The Bayonne City Council heard residents voice their concerns about several new redevelopment plans that ultimately received board approval at Wednesday’s meeting.
“When do we, meaning the residents, know what that [redevelopment plan], will be looking at, at the next meeting?,” city resident Melanie Flora asked regarding 5.21-acre plot of land on Avenue F between 23rd and 24th Streets.
“There’s no specific time frame, with a site plan,” began Business Administrator Joe DeMarco, before cutting cut off.
“No I don’t mean … what I’m saying is there’s going to be something. It’s not just he presents it and you say okay and that’s it,” she questioned.
“Correct, he would have to go to the planning board with a site plan,” DeMarco responded.
Bayonne Corporation Counsel John “Jay” Coffey sought to add further clarity to the matter.
“This is the parameters within which the builder can build, the developer can build, so that the parameters for them are laid out so they know what they can do.The developer now comes in with a specific site plan and goes to the planning board,” he said
“Then the planning board, planning board is gonna look at his plans to see if it comports with the overview here, the redevelopment plan. At that point, the planning board would determine whether or not they like or don’t like what the developer is proposing.”
Flora, who has openly opposed a possible Muslim Community Center in Bayonne, was one of a handful of residents who spoke out against three redevelopment plans in front of the council Wednesday night.

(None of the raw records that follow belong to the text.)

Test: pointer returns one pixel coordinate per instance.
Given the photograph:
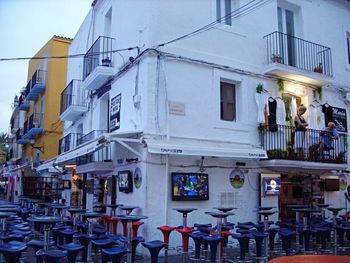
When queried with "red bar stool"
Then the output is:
(166, 230)
(114, 222)
(135, 227)
(107, 221)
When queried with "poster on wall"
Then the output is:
(115, 112)
(237, 178)
(137, 178)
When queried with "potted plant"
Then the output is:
(319, 68)
(276, 58)
(106, 62)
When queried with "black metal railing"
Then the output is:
(90, 136)
(35, 120)
(38, 77)
(282, 142)
(293, 51)
(72, 95)
(99, 54)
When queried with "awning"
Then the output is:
(205, 148)
(85, 148)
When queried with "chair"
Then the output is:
(154, 248)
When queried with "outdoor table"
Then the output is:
(184, 212)
(59, 208)
(323, 206)
(266, 213)
(311, 258)
(48, 222)
(128, 209)
(3, 217)
(335, 211)
(130, 219)
(73, 211)
(113, 208)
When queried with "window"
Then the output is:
(224, 8)
(348, 46)
(227, 101)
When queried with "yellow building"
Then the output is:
(41, 100)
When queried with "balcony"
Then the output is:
(297, 59)
(33, 126)
(98, 63)
(36, 85)
(68, 142)
(19, 137)
(279, 145)
(73, 101)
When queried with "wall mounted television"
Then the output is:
(331, 184)
(189, 186)
(125, 181)
(272, 186)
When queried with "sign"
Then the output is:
(137, 178)
(339, 119)
(237, 178)
(115, 112)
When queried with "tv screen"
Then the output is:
(190, 186)
(331, 185)
(125, 181)
(272, 186)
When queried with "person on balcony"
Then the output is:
(328, 135)
(300, 129)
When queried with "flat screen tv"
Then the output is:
(190, 186)
(331, 184)
(125, 181)
(272, 186)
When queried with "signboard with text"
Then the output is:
(115, 112)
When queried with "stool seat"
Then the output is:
(53, 255)
(154, 248)
(72, 251)
(116, 254)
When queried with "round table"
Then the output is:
(130, 219)
(3, 217)
(335, 211)
(311, 258)
(113, 208)
(128, 209)
(48, 222)
(184, 212)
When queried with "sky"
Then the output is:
(26, 26)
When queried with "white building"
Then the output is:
(155, 94)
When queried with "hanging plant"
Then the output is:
(280, 83)
(259, 88)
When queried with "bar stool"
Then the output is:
(12, 251)
(154, 248)
(116, 254)
(213, 242)
(72, 251)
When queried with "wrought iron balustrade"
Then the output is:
(280, 143)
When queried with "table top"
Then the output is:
(91, 215)
(224, 209)
(6, 214)
(264, 208)
(45, 219)
(184, 210)
(311, 258)
(130, 218)
(217, 214)
(266, 212)
(335, 209)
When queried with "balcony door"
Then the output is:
(286, 26)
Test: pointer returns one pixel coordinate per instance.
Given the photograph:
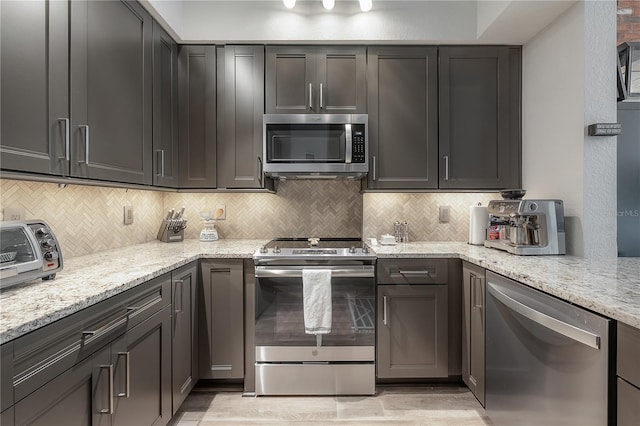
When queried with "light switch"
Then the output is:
(443, 215)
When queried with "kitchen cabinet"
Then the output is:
(240, 109)
(165, 109)
(142, 373)
(412, 320)
(480, 117)
(184, 336)
(221, 325)
(473, 291)
(111, 91)
(403, 117)
(35, 87)
(76, 89)
(628, 380)
(107, 364)
(316, 80)
(197, 116)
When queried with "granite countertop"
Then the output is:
(609, 287)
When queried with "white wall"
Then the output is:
(568, 83)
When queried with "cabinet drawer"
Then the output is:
(629, 353)
(45, 353)
(412, 271)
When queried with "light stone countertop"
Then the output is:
(609, 287)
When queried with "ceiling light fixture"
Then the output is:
(365, 5)
(328, 4)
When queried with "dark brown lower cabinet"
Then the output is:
(142, 373)
(221, 319)
(473, 329)
(79, 396)
(184, 332)
(412, 331)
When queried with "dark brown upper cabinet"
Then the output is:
(480, 117)
(111, 91)
(165, 109)
(197, 116)
(240, 110)
(403, 117)
(35, 87)
(316, 79)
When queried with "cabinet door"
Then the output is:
(79, 396)
(197, 110)
(142, 373)
(412, 331)
(184, 333)
(480, 134)
(342, 80)
(165, 108)
(290, 80)
(34, 86)
(473, 287)
(221, 325)
(240, 111)
(403, 117)
(111, 91)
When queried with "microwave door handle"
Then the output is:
(349, 144)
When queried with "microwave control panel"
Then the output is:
(358, 153)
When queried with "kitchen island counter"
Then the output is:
(609, 287)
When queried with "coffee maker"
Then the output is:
(526, 227)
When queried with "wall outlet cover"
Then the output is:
(220, 212)
(128, 215)
(13, 213)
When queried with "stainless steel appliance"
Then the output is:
(288, 360)
(28, 251)
(547, 361)
(308, 146)
(526, 227)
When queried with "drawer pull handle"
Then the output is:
(127, 369)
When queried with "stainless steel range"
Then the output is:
(315, 317)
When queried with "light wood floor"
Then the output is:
(435, 405)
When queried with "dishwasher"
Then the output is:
(547, 361)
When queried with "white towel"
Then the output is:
(316, 294)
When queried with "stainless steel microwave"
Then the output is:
(315, 146)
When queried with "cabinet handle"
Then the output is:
(475, 287)
(127, 373)
(161, 152)
(373, 163)
(67, 141)
(181, 283)
(446, 167)
(86, 144)
(108, 410)
(384, 310)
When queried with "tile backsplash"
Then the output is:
(420, 211)
(89, 219)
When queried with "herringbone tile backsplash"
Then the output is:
(88, 219)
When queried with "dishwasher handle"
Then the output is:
(579, 335)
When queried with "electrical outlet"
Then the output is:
(220, 213)
(12, 213)
(443, 214)
(128, 215)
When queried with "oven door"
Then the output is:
(280, 315)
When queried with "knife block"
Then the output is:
(172, 231)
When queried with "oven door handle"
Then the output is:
(367, 272)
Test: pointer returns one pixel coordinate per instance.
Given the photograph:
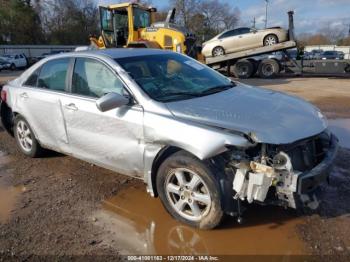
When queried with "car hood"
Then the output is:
(264, 115)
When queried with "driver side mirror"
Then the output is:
(111, 101)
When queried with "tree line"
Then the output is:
(73, 21)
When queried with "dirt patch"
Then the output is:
(50, 217)
(328, 231)
(138, 224)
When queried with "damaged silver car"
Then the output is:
(201, 142)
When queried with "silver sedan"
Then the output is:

Carlos Colon, a city resident who lives on 270 Prospect Ave., inquired as to how a 1.6- to 1.7-acre of land near the intersection of 32nd Street and Prospect Avenue could be developed if no one has purchased his home.
“My house, they’re assuming I’m letting go of my property to build … they don’t have my property. I’m on 270 Prospect Avenue, corner of 32nd Street, right on the corner.”

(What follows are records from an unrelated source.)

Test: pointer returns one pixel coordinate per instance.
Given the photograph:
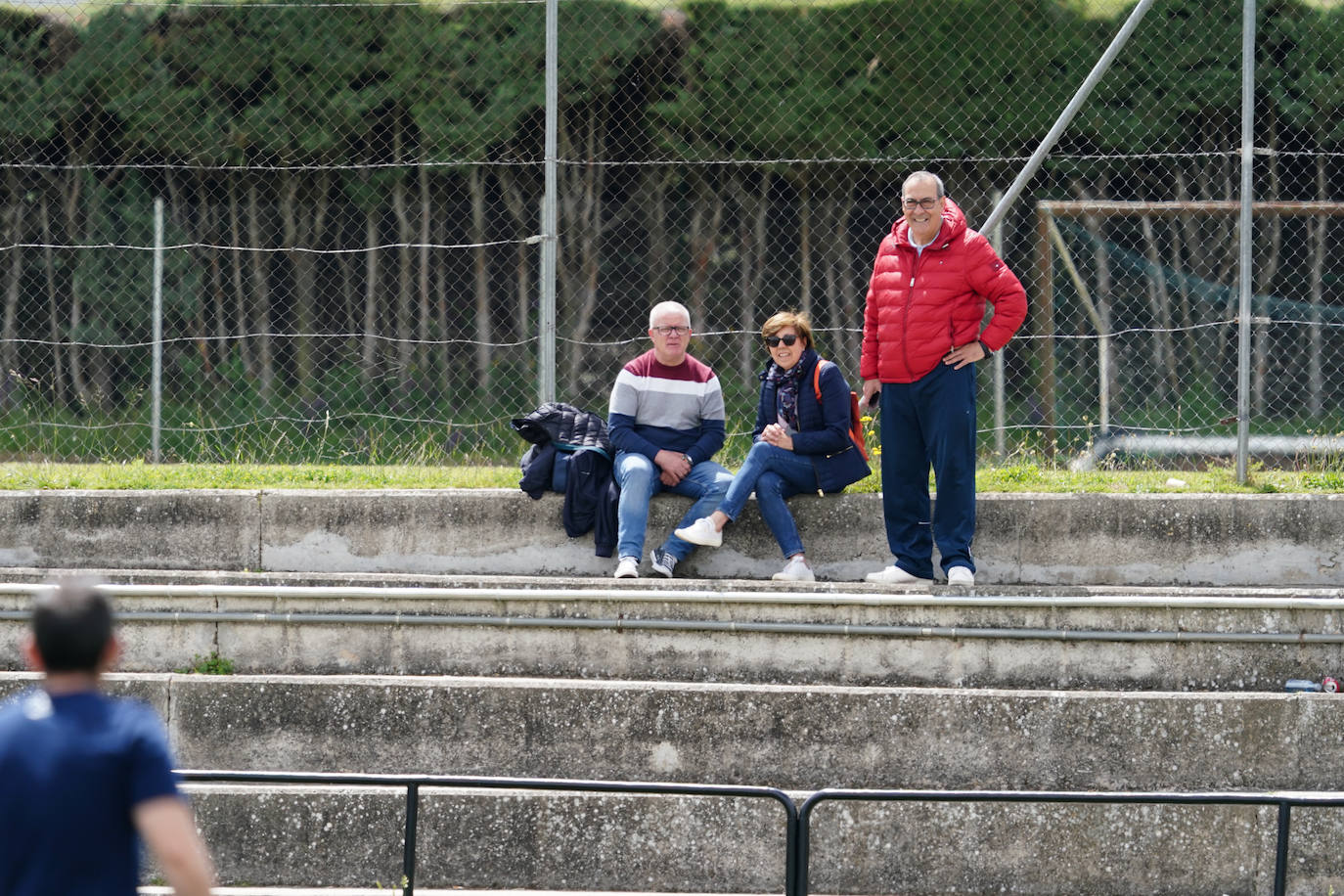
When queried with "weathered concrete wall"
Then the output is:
(1098, 539)
(733, 630)
(790, 737)
(205, 529)
(773, 735)
(609, 842)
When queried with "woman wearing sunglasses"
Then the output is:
(801, 443)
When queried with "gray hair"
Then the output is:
(663, 308)
(924, 175)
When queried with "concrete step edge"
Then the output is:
(397, 891)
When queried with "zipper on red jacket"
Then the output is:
(905, 319)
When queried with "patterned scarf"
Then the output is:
(786, 387)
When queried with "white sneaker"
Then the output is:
(700, 532)
(663, 561)
(962, 575)
(895, 575)
(796, 569)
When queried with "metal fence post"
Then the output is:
(157, 375)
(550, 225)
(409, 848)
(1281, 849)
(1243, 316)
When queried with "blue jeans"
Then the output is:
(639, 479)
(776, 474)
(930, 422)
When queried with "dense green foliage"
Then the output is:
(341, 147)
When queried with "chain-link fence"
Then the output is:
(354, 199)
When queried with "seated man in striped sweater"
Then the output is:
(665, 422)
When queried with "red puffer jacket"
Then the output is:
(919, 306)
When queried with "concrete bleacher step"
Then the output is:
(746, 684)
(728, 630)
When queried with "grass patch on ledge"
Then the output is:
(1023, 477)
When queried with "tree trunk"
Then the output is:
(72, 187)
(524, 215)
(240, 281)
(706, 222)
(14, 227)
(261, 294)
(481, 280)
(214, 349)
(1159, 299)
(578, 256)
(841, 310)
(369, 353)
(1106, 364)
(54, 336)
(805, 245)
(304, 219)
(753, 214)
(654, 184)
(426, 218)
(405, 330)
(1315, 332)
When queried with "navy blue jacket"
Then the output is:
(590, 490)
(823, 426)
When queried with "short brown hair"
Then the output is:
(800, 323)
(71, 623)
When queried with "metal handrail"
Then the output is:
(1282, 799)
(413, 784)
(797, 817)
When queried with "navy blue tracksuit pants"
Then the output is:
(930, 422)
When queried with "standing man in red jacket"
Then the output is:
(920, 341)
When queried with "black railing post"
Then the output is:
(1281, 849)
(409, 849)
(790, 855)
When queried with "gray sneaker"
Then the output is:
(663, 561)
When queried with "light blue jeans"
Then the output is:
(639, 479)
(776, 474)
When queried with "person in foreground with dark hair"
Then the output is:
(86, 777)
(801, 443)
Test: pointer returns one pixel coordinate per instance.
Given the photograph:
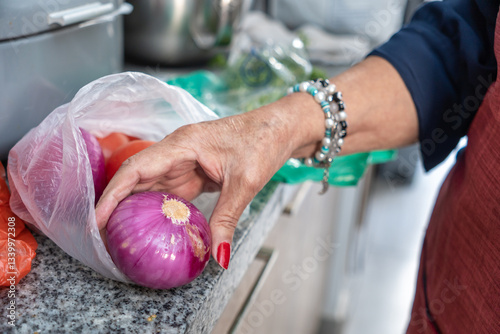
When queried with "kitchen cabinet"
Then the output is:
(315, 244)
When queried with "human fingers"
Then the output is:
(144, 167)
(236, 194)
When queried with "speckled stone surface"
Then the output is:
(61, 295)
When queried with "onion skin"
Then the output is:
(153, 248)
(97, 163)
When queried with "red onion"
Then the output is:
(158, 240)
(96, 158)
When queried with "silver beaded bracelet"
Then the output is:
(330, 100)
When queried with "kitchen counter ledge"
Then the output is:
(61, 295)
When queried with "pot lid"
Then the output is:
(25, 18)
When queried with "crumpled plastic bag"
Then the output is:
(49, 171)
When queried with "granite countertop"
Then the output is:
(61, 295)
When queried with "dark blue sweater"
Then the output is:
(446, 59)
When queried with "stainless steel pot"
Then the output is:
(181, 32)
(48, 51)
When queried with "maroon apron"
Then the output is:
(458, 287)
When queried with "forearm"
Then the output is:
(380, 111)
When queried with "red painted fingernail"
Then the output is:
(223, 254)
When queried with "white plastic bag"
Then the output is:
(49, 171)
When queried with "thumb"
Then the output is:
(231, 204)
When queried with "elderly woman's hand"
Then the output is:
(236, 155)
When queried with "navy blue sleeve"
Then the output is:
(446, 59)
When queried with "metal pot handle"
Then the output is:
(213, 22)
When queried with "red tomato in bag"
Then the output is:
(123, 153)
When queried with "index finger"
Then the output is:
(119, 187)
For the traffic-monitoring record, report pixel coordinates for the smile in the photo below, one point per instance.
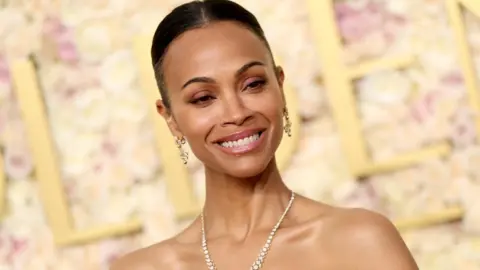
(242, 142)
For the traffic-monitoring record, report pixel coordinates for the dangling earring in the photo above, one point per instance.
(183, 154)
(288, 124)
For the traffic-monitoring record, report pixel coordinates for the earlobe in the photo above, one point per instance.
(169, 119)
(280, 79)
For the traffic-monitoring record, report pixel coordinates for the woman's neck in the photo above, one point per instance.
(239, 207)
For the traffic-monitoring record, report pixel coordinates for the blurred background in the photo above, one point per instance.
(411, 68)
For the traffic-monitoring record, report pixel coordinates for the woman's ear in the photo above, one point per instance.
(167, 115)
(280, 79)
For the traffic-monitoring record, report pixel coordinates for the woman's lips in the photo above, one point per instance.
(242, 142)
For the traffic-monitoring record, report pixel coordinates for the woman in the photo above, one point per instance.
(222, 91)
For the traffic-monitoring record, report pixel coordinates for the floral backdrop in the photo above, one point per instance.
(98, 117)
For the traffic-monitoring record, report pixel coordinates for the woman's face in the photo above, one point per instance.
(225, 98)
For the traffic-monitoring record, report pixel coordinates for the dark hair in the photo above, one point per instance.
(196, 14)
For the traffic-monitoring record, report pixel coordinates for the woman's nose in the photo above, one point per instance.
(235, 111)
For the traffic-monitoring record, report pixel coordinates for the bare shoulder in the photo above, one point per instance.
(150, 258)
(366, 240)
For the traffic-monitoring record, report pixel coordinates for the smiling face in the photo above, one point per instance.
(225, 98)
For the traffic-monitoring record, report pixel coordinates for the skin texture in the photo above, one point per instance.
(245, 193)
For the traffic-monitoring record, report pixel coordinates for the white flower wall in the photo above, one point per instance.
(110, 170)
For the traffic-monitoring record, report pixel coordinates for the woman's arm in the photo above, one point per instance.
(369, 241)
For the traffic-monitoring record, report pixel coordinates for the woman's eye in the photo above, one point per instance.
(256, 84)
(201, 100)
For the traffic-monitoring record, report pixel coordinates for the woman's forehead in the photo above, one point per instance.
(216, 46)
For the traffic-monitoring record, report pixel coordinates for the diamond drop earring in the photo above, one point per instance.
(288, 124)
(183, 154)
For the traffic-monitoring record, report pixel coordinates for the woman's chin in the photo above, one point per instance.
(246, 169)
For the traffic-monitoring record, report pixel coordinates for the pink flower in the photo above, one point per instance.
(463, 131)
(355, 24)
(18, 162)
(62, 38)
(4, 71)
(423, 108)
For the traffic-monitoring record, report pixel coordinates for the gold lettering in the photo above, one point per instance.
(338, 80)
(47, 170)
(178, 180)
(454, 9)
(3, 183)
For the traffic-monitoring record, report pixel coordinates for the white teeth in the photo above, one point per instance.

DeMarco, who added that the project currently calls for an eight-story building with 180 residential units, said that Colon is under no obligation to sell his property to the developer, the Alessi organization.

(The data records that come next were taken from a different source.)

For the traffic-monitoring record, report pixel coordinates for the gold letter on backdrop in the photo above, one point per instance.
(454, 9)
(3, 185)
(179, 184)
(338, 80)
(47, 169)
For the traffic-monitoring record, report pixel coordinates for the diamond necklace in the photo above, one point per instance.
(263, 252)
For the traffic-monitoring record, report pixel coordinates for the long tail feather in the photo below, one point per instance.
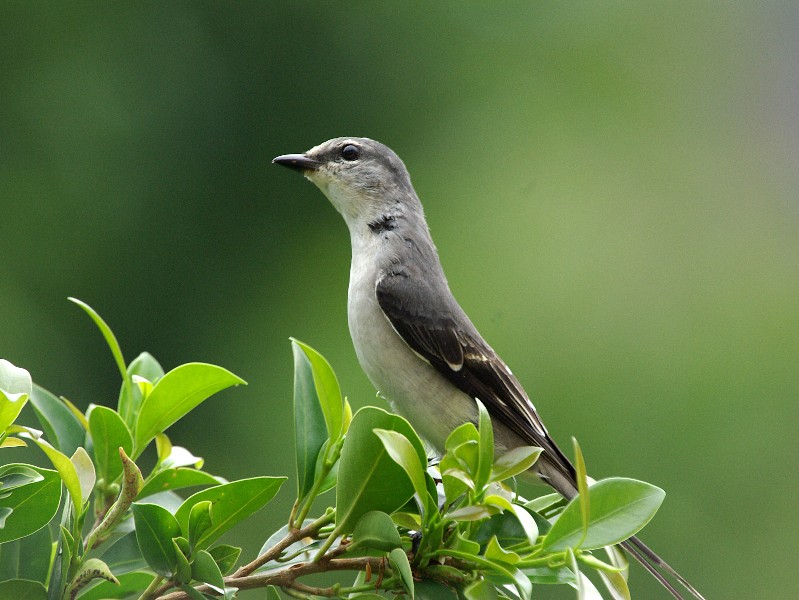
(652, 562)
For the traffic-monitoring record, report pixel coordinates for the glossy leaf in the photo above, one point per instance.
(515, 462)
(231, 503)
(130, 585)
(480, 590)
(310, 429)
(327, 390)
(485, 459)
(65, 468)
(506, 572)
(147, 367)
(124, 555)
(199, 521)
(109, 433)
(15, 389)
(27, 557)
(63, 431)
(619, 508)
(204, 568)
(403, 452)
(22, 589)
(432, 590)
(155, 528)
(173, 479)
(375, 530)
(400, 565)
(109, 336)
(179, 456)
(178, 392)
(84, 469)
(582, 487)
(368, 478)
(225, 557)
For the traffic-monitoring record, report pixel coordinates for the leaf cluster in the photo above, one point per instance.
(457, 529)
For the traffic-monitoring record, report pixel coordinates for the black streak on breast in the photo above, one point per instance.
(383, 224)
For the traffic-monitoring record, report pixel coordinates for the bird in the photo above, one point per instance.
(413, 340)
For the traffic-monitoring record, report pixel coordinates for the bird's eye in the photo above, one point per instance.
(350, 152)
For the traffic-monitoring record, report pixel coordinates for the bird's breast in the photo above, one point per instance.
(412, 386)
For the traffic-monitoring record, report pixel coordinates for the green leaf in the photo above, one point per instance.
(310, 429)
(504, 571)
(130, 585)
(582, 488)
(173, 479)
(60, 426)
(327, 390)
(225, 557)
(178, 392)
(199, 521)
(110, 339)
(494, 551)
(432, 590)
(204, 568)
(505, 526)
(14, 476)
(620, 508)
(400, 565)
(616, 581)
(515, 462)
(84, 469)
(485, 460)
(109, 433)
(230, 503)
(147, 367)
(155, 528)
(180, 457)
(375, 530)
(182, 551)
(368, 479)
(403, 452)
(544, 503)
(551, 576)
(23, 589)
(480, 590)
(124, 555)
(65, 468)
(15, 389)
(27, 557)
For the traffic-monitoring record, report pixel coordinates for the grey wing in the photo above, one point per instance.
(433, 324)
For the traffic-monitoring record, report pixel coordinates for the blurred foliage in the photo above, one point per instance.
(612, 188)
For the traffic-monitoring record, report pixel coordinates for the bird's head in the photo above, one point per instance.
(362, 178)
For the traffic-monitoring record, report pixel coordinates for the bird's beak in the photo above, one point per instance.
(298, 162)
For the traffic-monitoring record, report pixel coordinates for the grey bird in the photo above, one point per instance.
(413, 340)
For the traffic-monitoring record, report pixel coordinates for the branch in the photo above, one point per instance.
(287, 577)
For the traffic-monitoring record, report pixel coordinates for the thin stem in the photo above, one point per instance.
(293, 536)
(150, 591)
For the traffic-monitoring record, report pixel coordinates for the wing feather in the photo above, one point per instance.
(435, 327)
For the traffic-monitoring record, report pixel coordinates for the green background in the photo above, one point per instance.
(612, 186)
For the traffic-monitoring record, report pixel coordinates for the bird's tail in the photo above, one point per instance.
(560, 474)
(659, 568)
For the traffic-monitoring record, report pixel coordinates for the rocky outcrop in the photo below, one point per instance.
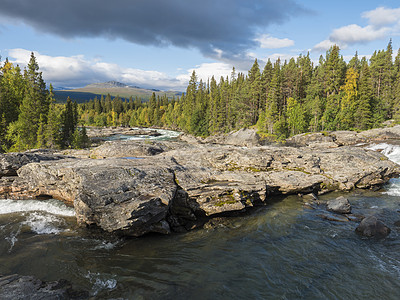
(244, 137)
(130, 197)
(339, 205)
(27, 287)
(176, 188)
(11, 162)
(372, 227)
(127, 149)
(332, 139)
(99, 132)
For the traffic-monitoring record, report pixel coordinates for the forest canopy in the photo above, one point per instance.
(29, 116)
(283, 99)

Furthermore, he added that in the event Colon decides to stay put, the current redevelopment plan would more than likely be scrapped.
Joe Wisniewski, who has also spoken out against the proposed Muslim Community Center, said he feels the concerns of the residents of the east side have largely been ignored by city officials.
“Everybody knows about the mosque that’s being … that’s going on in town, that’s the talk of the town in 24th Street, but there’s a lot more than that,” he said.
“You guys just recently approved a six-story building on 172-Avenue F, which is six stories, and I just don’t feel that the city council is listening to us and we’re very frustrated … it just seems like nobody cares.”
A third “amended and expanded redevelopment plan” in that area of the city, 678-688 Avenue F, was also approved by the council on Wednesday.